The most recent discovery of three bodies or remains bring the number of migrant bodies recovered in Brooks County to 47.
"That's no uncommon. There are times where we gather maybe 5 within 3 days," said Brooks County Sheriff Benny Martinez.
In one case, the incident report shows that a deceased female was given pills by her 'guide' when she was feeling sick. Shortly after taking them, she passed out. Sheriff Martinez says migrants are provided energy-type pills that only make their dehydration more severe.
"At that stage, when you're just pretty much totally dehydrated, those pills are not going to benefit you at all. You actually need water," said Sheriff Martinez.
Lack of water is just one risk, making the trip extremely dangerous and adding to the risk.

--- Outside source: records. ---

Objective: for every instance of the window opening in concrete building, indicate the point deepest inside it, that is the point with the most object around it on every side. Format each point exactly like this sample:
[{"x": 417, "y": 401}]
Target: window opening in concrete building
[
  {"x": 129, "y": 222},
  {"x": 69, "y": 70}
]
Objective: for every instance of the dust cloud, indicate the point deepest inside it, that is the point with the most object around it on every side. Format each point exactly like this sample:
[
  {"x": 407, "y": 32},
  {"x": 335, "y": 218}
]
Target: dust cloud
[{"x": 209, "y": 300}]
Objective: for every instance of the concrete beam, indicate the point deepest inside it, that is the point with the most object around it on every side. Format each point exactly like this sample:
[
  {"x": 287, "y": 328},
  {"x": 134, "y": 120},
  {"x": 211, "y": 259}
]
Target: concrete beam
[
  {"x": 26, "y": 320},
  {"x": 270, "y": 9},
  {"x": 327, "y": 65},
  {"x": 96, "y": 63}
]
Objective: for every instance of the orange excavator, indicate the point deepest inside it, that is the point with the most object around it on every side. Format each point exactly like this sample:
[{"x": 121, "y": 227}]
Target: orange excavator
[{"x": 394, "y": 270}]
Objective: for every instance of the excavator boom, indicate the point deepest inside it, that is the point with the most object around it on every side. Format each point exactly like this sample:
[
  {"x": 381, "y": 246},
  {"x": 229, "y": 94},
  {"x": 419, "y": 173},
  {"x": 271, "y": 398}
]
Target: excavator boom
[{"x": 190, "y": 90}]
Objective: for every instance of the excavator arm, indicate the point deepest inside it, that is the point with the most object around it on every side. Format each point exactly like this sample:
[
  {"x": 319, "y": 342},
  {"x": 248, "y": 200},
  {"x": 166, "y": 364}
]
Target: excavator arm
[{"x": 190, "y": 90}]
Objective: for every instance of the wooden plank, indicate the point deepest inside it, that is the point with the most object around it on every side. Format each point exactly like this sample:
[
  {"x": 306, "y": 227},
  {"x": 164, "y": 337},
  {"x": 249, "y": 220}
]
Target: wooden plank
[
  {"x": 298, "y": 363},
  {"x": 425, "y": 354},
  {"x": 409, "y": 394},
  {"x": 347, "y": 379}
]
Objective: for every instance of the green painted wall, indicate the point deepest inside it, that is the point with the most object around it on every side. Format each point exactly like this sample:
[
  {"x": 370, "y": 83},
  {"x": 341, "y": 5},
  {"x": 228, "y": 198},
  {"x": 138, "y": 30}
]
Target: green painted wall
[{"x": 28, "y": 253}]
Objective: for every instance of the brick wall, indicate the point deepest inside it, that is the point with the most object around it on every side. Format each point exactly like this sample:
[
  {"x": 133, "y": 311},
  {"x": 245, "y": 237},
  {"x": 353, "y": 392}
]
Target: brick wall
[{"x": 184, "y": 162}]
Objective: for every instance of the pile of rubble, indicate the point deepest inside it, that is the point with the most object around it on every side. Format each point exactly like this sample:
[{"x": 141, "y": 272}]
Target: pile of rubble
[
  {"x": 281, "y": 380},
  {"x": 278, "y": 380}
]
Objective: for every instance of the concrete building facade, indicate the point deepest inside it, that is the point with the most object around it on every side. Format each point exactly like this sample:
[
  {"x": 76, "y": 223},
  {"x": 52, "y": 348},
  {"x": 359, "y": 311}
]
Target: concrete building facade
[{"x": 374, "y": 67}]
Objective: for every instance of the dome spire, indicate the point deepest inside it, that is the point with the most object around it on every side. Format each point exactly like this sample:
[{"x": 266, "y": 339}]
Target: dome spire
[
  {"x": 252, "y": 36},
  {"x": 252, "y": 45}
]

"It's very sandy. It's a hard terrain. Very deceitful because you can't see it with the naked eye, you actually have to walk and once you start walking it, you feel it and the journey is not easy," said Sheriff Martinez.
In 2016, 61 migrant bodies were discovered in Brooks County. In 2017, there were 52. So far this year, 47 bodies were recovered. Martinez credits the decline to more federal and local resources at the border.
"We're actually declining every single year because of the resources that have been applied," said Sheriff Martinez.
However, south of Brooks County, the migrant death rate is up 52 percent and those migrants are dying of different causes.
"Our deaths are more attributed to them not being able to swim across the Rio Grand river," said Hidalgo County Sheriff Eddie Guerra.
Sheriff Guerra says more often, they are finding migrants who die from drowning rather than dehydration.
"They don't know how to swim or their smuggler has a raft that it's obviously not capable of holding that many people and they fall off the raft, can't swim and they drown," said Guerra.